よく寝た。底冷えする朝。古代米入りの炊き立てご飯に、昨日スーパーで買った鯖メンチカツなるもの、三つ葉の味噌汁にて朝食。その地方にしかないスーパーにいくと、なかなか面白いものが売っている。
小津夜景「カモメの日の読書」を合間合間に読む。副題が「漢詩と暮らす」だが、読めば読むほど何について書かれた本なのか、紹介がしにくい。4ページ程度のエッセイのひとつひとつが漢詩をその発端として世界を広げていくが、単なる漢詩の紹介文というのでもない。漢詩をきっかけに、小津夜景という人の想像力が縦横無尽に駆け巡る様子を、文学の宇宙から宇宙へ飛び移る様に随伴させてもらっている、という感じだ。それにしても、俳句やあるいは小説、哲学書などからの引用の幅に、小津夜景という人の読書量が尋常でないことを感じさせられる。優れたアウトプットの従前に大量かつ良質なインプットがあって然るべきだが、その通りの人だと思わされる。シュワルツネッガーのくだりで、日本語の広さ、自由さを感じる。
こう書いてみて大畑等に〈なんと気持ちのいい朝だろうああのるどしゅわるつねっがあ〉という俳句があることを思い出した。この句については、シュワルツェネッガー本人のボディにまったく引けをとらないくらいビルディング性の高い Arnold Schwarzenegger という綴りをひらがな表記すると思いがけずも感嘆詞になってしまうことの発見、あるいは歴史上はじめて筋肉性を帯びた感嘆詞の誕生、などと歌人の柳本々々が説明しているが、怖いくらいの慧眼である。俳句において感嘆詞とは切れ字のことでもあるから、大畑の旬が伝統的手法の上で書かれていることも、柳本の説明はするどく射抜いているのだ。

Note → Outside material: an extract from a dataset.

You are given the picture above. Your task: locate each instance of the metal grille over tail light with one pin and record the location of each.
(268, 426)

夏頃から道の駅スタンプラリーをやってきたのだが、最後のひとつを埋めに十和田湖方面へドライブへ。最後のひとつは、県境を少し超えて秋田まで行かねばならない。雪道運転の経験がほとんどなく心配していたが、積雪はなし。遠い山並みは白くなっている。紅葉は終わり気味で、山は雪の気配。音楽は「Japanese Breakfast」。寂しげな旋律が、景色に馴染む。
十和田湖畔の道の駅の入り口には、自動ドアが手動になっている旨の張り紙がある。せっかく秋田まできたので、秋田の日本酒「北秋田」を買った。湖は冬を映す鏡となる。

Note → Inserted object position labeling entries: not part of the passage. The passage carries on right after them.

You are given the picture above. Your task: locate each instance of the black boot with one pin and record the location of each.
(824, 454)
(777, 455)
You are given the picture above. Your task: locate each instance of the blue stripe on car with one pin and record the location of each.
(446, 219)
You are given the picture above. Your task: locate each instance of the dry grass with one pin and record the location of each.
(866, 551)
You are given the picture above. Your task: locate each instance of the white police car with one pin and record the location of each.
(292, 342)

奥入瀬渓流の近くに気になっていたアップルパイがある。念願かなって行くが、しかし目移りして私はりんごのタルトタタンを。Sがアップルパイを注文。ほうじ茶をお供に分け合って食べる。



近くの銭湯に行って、湯上がりにコーヒー牛乳を。16時半には日没で、17時などはすっぽりと闇の中になる。見上げると星。しかしそれなりに町なので、満天というほどではない。東京よりは星が近い。夕食に値引きのホッケを焼き、買ってきた日本酒を飲む。白菜と高野豆腐の卵とじなども作る。美味しいお酒を飲んで、Sとだらだらテレビを見て、うとうとしたら多分寝るのだろう。こういう日が、忘れがたい日になるのだろう。